Immutep Limited (IMMP) 6-K Immutep reports positive Overall Response Rate

Exhibit 99.1

ASX/Media Release

Immutep reports positive Overall Response Rate

in its Phase II clinical trial in 1^st line NSCLC for PD-L1 all-comers

• TACTI-002 has met its primary objective for 1^st line non-small cell lung cancer (NSCLC) patients in a PD-L1 all-comer Phase II clinical trial conducted in collaboration with MSD (N=114)

• Combination of efti plus pembrolizumab shows favourable anti-tumour activity:

• Improved Overall Response Rate (ORR) by local read of 38.6% (intent to treat, 44/114 patients) and 42.7% (evaluable patients, 44/103) compared with data reported at ASCO 2021 (N=36)

• Encouraging responses observed in all PD-L1 status groups, including those patients with PD-L1 negative (TPS < 1%) and PD-L1 low (TPS 1-49%) expressing tumours who are less likely to respond to anti-PD-1 monotherapy

• Other secondary endpoints including Disease Control Rate (DCR) and interim median Progression Free Survival (PFS) continue to demonstrate improvement across all PD-L1 expression levels

• Safe and well tolerated, with a safety profile that is consistent with that observed in previously reported studies for pembrolizumab monotherapy

• Results support continued late stage clinical development of efti

SYDNEY, AUSTRALIA – 6 June 2022 – Immutep Limited (ASX: IMM; NASDAQ: IMMP) (“Immutep” or “the Company”), a biotechnology company developing novel LAG-3 related immunotherapy treatments for cancer and autoimmune disease, announces new data from 1^st line NSCLC patients (Part A) of the Phase II TACTI-002 trial evaluating Immutep’s lead product candidate, eftilagimod alpha (“efti” or “IMP321”) in combination with MSD’s anti-PD-1 therapy KEYTRUDA^® (pembrolizumab) in 114 patients.

The data was presented in an Oral Presentation at the American Society of Clinical Oncology’s (ASCO) 2022 Annual Meeting.
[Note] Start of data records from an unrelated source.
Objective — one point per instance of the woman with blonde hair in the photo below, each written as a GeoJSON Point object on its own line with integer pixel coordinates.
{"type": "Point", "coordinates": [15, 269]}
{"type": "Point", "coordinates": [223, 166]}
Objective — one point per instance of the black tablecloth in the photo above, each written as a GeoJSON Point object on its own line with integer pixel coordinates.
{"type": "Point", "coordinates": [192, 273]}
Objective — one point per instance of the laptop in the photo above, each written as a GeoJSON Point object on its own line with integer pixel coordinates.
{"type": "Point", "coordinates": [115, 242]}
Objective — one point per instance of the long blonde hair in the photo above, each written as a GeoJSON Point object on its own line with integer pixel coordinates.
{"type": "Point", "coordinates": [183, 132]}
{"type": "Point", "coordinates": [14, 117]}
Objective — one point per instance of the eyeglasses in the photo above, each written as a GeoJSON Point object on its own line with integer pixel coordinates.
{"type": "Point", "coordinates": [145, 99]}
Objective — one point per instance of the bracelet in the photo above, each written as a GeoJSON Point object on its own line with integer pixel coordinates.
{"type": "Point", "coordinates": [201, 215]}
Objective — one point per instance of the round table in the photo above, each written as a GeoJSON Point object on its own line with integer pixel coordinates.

TACTI-002 Principal Investigator, Dr Enriqueta Felip of Vall d’Hebron University Hospital Barcelona, Spain, said: “It is very encouraging to see the combination of efti plus pembrolizumab is showing favourable anti-tumour activity in patients with 1^st line NSCLC. These responses were deep and durable and there has also been a low patient discontinuation rate. I believe the combination of efti plus pembrolizumab warrants late stage clinical investigation.”

Immutep CSO and CMO, Dr Frederic Triebel, noted: “Our ORR by local read of 38.6% in 1^st line NSCLC patients is comparing favourably to historical results from anti-PD-1 monotherapies where response rates in PD-L1 all-comer trials are typically around 20%. We are particularly pleased to see encouraging responses across all PD-L1 status groups, showing that efti may kick start an anti-tumour immune response even in patients with no or low PD-L1 expression. In addition, the combination of efti plus pembrolizumab has a safety profile consistent with that observed in previously reported studies for pembrolizumab monotherapy. We continue to believe that efti, with its unique mechanism of action, may ultimately provide a very meaningful benefit to diverse sets of cancer patients including those with more limited treatment options.”

Immutep CEO Marc Voigt said: “We are delighted that patient outcomes are improved with the combination of efti plus pembrolizumab across different patient groups. The data is encouraging for patients, as there is an unmet medical need particularly for those with NSCLC with no or low PD-L1 expression. We enlarged this part of the study in order to see if the strong earlier results in a smaller group of patients are holding true in more than a hundred patients. By biotech standards, we consider this to be a large patient population for a Phase II trial.”

“For Immutep, these highly favourable results are of strategic importance, as they support late stage development for an attractive and very large adressible market,” he said.

Trial endpoints

The primary endpoint was ORR according to iRECIST and local read. The data announced today represents the primary analysis of mature data of this endpoint. Secondary endpoints include ORR by RECIST 1.1., DCR, Duration of Response (DoR), PFS, Overall Survival (OS), and Safety assessments.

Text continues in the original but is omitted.